Risk Matrices, Lies, and Misconceptions
Part 1 - Understanding Measurement
There are 3 examples below. For each example, use what you learned in today’s lectures to meet the following goals:
- Explain whether or not the example shown is a correct form of measurement
- Explain what scale of measurement is being utilized in the given example
- If the example shown is NOT a correct form of measurement, briefly explain how it is not properly conveying risk information
Answer:
The second one doesn’t have any time scale so there is no reference and at some point everything becomes 100% possible.
The last one has no reference so a medium for me could be a high for someone else.
Example 1:
Example 2:
Example 3:
Part 2 - Building Threat Profiles
Briefly research a known threat group then, using your new understanding of FAIR Threat Profiling, create a small table with the information broken down by threat capability, threat event frequency (go find statistics on frequency), Assets, Harm, etc. Doing this will teach you how to build a sound threat profile that will become increasingly relevant in your career from both a DFIR and Cybersecurity perspective.

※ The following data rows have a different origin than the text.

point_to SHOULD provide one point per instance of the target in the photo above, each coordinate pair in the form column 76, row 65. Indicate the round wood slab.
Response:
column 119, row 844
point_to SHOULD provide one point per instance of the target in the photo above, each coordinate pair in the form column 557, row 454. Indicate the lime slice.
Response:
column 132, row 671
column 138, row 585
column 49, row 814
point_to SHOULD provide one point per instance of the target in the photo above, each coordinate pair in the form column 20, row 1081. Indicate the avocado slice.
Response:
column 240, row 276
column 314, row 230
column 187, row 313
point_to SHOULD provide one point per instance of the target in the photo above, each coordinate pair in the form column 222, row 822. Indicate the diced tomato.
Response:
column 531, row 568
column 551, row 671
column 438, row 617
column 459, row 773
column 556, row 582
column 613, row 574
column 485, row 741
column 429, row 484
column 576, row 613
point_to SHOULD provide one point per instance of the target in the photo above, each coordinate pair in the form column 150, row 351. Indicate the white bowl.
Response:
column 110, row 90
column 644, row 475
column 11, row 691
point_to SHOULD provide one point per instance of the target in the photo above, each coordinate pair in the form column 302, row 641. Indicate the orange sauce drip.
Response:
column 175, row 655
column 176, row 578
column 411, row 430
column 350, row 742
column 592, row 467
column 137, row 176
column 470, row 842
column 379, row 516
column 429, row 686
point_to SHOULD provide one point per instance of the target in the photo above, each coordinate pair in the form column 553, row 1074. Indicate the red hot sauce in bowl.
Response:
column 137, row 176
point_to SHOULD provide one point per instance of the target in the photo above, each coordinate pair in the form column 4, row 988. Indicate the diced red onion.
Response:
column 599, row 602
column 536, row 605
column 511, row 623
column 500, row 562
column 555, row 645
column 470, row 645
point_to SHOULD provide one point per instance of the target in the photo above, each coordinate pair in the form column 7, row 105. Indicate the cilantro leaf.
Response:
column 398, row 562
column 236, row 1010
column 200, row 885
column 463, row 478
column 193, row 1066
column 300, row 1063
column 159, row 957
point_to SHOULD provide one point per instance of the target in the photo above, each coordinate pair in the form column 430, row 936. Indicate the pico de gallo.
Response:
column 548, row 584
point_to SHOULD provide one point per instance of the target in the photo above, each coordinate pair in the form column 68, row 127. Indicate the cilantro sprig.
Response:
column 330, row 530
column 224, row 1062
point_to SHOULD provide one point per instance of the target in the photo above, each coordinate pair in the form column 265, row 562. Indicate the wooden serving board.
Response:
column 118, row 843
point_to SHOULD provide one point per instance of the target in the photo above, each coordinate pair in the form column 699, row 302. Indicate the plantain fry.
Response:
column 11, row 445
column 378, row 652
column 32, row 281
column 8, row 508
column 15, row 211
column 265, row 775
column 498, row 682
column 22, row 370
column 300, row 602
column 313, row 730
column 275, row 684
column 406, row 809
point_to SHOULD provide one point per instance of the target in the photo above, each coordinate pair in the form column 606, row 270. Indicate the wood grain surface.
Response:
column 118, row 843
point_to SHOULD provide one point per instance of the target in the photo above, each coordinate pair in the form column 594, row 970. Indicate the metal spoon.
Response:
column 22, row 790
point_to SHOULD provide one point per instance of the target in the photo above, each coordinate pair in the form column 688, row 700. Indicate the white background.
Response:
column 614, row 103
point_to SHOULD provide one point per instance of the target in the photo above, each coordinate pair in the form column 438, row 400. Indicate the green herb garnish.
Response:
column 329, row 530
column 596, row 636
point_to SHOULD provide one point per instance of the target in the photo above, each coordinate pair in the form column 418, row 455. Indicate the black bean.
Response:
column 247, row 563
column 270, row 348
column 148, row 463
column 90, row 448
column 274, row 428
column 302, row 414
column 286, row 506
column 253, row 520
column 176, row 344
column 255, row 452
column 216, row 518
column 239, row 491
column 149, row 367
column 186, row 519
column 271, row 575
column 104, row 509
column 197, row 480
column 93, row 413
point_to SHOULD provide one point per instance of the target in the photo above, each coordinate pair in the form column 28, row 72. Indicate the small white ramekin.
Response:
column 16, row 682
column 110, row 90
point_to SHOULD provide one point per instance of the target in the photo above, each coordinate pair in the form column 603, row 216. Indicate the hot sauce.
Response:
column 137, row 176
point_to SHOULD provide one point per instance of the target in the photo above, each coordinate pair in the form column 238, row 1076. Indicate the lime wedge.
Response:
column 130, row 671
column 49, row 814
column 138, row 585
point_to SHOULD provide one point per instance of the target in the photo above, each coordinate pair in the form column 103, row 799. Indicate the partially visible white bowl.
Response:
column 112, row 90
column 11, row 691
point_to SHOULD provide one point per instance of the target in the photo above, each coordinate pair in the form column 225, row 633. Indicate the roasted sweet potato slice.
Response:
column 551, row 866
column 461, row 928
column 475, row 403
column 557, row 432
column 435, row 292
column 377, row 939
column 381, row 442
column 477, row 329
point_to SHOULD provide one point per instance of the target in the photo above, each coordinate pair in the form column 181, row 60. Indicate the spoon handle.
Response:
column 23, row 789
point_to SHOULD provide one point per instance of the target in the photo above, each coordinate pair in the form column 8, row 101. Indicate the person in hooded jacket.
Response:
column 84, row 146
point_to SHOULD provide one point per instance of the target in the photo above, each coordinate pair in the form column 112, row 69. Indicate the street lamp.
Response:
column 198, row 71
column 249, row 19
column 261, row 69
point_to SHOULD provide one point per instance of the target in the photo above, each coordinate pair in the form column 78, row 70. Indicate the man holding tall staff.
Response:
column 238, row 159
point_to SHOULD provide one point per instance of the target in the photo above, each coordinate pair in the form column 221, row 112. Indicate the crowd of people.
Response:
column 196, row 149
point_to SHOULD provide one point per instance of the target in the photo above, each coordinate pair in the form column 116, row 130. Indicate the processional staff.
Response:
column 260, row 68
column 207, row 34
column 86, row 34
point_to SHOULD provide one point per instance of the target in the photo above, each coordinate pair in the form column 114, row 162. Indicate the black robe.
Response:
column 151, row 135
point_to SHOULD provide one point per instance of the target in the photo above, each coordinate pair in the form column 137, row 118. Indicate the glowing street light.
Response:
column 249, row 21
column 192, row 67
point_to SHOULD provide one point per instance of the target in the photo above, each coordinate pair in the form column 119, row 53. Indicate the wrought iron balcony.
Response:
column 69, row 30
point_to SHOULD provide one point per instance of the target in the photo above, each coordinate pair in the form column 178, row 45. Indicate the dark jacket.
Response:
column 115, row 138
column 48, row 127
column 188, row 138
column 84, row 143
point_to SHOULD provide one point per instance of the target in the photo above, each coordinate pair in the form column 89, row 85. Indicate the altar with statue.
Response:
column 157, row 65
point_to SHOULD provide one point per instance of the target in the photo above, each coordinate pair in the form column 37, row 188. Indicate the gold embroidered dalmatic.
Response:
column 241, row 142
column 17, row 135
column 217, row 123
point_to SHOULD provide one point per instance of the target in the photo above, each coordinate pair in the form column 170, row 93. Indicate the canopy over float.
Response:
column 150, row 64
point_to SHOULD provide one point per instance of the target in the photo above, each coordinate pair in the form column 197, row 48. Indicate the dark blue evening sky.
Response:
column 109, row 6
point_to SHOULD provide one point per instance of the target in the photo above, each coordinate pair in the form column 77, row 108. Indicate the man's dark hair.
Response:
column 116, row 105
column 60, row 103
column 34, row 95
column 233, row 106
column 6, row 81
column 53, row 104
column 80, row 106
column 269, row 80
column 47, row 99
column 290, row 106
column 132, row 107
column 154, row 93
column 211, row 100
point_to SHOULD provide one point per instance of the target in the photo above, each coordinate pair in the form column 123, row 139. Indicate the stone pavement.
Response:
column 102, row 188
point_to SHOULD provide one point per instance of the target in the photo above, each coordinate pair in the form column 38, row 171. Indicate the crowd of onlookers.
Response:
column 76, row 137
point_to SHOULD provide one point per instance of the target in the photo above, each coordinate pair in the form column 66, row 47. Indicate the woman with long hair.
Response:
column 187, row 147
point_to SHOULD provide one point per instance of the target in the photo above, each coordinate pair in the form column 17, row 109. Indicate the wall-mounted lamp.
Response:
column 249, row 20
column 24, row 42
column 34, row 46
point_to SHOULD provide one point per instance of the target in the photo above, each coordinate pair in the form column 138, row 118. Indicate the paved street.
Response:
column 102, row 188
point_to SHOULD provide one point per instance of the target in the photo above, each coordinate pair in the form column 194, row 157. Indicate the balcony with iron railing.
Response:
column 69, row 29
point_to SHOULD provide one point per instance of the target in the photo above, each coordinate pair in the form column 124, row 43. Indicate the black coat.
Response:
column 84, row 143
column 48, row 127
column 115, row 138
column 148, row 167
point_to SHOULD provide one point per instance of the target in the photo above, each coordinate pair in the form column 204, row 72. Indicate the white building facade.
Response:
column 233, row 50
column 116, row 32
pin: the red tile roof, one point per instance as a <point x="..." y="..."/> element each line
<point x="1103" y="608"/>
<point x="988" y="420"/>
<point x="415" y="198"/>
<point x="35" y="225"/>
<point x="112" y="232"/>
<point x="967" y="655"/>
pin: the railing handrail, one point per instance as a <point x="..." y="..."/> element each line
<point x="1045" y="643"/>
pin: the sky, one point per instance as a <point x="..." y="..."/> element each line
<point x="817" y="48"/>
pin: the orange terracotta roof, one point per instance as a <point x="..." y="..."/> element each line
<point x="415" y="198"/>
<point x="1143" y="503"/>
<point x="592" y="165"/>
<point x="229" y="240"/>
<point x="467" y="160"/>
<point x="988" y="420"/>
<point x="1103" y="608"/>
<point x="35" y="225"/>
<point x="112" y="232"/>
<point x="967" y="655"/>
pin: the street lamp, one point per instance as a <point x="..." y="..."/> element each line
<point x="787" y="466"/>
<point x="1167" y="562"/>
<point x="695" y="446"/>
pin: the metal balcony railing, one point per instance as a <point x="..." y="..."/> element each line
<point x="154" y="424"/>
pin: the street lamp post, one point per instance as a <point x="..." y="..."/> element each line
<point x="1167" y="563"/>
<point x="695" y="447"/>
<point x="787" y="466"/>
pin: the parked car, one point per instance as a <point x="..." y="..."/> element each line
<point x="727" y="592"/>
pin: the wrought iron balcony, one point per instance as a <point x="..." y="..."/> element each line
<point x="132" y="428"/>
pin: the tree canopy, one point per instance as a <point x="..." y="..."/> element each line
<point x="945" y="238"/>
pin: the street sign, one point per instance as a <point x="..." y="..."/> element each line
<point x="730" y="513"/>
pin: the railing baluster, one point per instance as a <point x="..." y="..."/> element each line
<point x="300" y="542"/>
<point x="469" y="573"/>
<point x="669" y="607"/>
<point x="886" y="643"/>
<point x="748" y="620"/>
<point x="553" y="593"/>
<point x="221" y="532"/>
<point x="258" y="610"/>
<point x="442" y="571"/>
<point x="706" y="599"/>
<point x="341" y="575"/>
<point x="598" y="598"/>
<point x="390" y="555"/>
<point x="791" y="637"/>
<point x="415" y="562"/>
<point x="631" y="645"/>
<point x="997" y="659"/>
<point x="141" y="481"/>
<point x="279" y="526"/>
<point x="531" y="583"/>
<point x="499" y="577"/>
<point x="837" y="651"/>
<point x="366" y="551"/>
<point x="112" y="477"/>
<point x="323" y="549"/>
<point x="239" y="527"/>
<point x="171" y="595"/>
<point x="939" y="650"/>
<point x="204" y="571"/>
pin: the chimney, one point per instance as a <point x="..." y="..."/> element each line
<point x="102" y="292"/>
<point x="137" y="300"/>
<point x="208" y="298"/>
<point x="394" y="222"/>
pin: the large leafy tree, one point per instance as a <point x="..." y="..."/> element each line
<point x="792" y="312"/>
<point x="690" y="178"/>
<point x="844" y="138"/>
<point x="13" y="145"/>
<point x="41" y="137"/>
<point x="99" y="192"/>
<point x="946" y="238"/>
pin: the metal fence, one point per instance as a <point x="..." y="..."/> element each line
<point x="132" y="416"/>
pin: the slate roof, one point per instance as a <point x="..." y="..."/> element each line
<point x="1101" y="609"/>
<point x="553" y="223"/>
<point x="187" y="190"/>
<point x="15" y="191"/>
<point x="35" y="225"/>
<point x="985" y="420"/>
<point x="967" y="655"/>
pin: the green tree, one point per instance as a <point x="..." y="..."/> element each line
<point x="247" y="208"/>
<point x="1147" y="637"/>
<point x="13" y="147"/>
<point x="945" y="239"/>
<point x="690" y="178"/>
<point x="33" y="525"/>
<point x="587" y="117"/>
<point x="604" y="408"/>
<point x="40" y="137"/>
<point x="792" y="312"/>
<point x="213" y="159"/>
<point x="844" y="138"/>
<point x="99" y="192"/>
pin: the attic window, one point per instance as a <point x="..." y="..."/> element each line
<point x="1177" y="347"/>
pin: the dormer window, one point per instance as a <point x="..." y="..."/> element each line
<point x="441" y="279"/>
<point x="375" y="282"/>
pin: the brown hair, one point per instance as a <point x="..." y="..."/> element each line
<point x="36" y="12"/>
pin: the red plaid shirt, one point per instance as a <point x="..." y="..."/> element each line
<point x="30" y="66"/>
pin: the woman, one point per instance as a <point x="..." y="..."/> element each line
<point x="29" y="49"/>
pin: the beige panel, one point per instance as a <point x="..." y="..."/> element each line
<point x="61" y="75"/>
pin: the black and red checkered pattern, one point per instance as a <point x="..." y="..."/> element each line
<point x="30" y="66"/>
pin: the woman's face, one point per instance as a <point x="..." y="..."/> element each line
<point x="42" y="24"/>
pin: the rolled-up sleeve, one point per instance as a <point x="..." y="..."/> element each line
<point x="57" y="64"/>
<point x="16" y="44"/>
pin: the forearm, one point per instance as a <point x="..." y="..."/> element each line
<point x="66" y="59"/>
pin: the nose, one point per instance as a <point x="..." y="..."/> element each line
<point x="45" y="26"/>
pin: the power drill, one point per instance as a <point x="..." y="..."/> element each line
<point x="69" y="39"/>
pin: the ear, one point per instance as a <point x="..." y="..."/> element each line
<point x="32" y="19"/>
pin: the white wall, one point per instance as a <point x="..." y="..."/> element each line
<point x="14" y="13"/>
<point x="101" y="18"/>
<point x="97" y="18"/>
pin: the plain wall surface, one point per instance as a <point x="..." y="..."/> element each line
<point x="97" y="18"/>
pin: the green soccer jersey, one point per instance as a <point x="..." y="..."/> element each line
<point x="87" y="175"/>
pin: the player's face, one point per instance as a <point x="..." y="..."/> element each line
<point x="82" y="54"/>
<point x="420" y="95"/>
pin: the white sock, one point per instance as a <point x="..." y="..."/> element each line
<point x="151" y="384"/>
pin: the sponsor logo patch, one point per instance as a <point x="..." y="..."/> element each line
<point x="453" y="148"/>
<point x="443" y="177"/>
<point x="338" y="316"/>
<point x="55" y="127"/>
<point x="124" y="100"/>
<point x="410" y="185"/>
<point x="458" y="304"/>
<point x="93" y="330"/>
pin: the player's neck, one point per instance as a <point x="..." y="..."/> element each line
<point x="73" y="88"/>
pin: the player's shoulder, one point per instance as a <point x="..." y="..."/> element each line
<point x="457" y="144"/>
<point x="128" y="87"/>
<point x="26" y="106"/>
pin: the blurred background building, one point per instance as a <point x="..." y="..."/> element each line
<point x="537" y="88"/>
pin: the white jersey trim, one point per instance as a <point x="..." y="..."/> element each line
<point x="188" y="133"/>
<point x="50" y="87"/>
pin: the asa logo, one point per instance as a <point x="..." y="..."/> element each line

Examples of Threat Groups to choose from:
- ALPHV (BlackCat Ransomware)
- Lapsus$
- Conti
- DarkSide
- Lazarus Group
Threat Profile
| Type | Definition |
|---|---|
| Motive | To take down or stall the sectors they target |
| Primary Intent | Damage/Destroy |
| Sponsorship | Most likely Russian backed |
| Preferred Target Characteristics | Entries not in Russia that are critical infrastructure |
| Preferred Targets | Defense and aviation companies, government entities, companies related to industrial control systems, and critical infrastructure sectors |
| Capability | Very high level and advanced attacks |
| Personal risk tolerance | Very high |
| Concern for collateral damage | Very high |
FAIR Risk Factors
| TCom | TEF Min | TEF ML | TEF Max | TCap Min | TCap ML | TCap Max |
|---|---|---|---|---|---|---|
| Cyber Criminal (Backed by Nation State) | 0.25 (Once in 3 years) | 3 (three times a year) | 6 (once every 2 months) | 75 | 85 | 98 |
Hints and Helpful Tips
- For Threat Event Frequencies, find data on your chosen threat group. Can you find data on attributed attacks? Maybe you can find news of attacks 10 times a year, maybe 10 times a month? Determine an average, a minimum, and a maximum from this data. These will be estimates
- For Threat Capabilities, take a look at the tactics employed in any published breaches/attacks. Use your best judgment as to what levels of force, out of 100, your threat group is capable of employing against an asset. Do they have any instances of non-destructive attacks (1-10 TCap)? Do they have a history of destroying assets entirely (95-100 Tcap)? This will help you determine your minimum, “most likely”, and maximum capability levels.
Part 3 - Measurement and FAIR
Briefly reflect on how you can combine the two topics of measurement and threat profiling together to perform real-world risk analysis utilizing the FAIR model. How does measurement play a role in FAIR? Why does FAIR work in this regard when other models don’t?
Answer:
Measurement is key to FAIR modeling because it can show the frequency of a potential event occurring, potential loss in the event of an incident, and the degree of uncertainty associated with these factors. The FAIR model works well in this regard because it provides a systematic approach for measuring risk and combining threat profiling with quantitative risk analysis. Unlike other models that rely solely on qualitative assessments or subjective rankings. By combining threat profiling with quantitative risk analysis, the FAIR model enables organizations to identify and prioritize the most significant threats to their operations and develop targeted risk mitigation strategies to address those threats.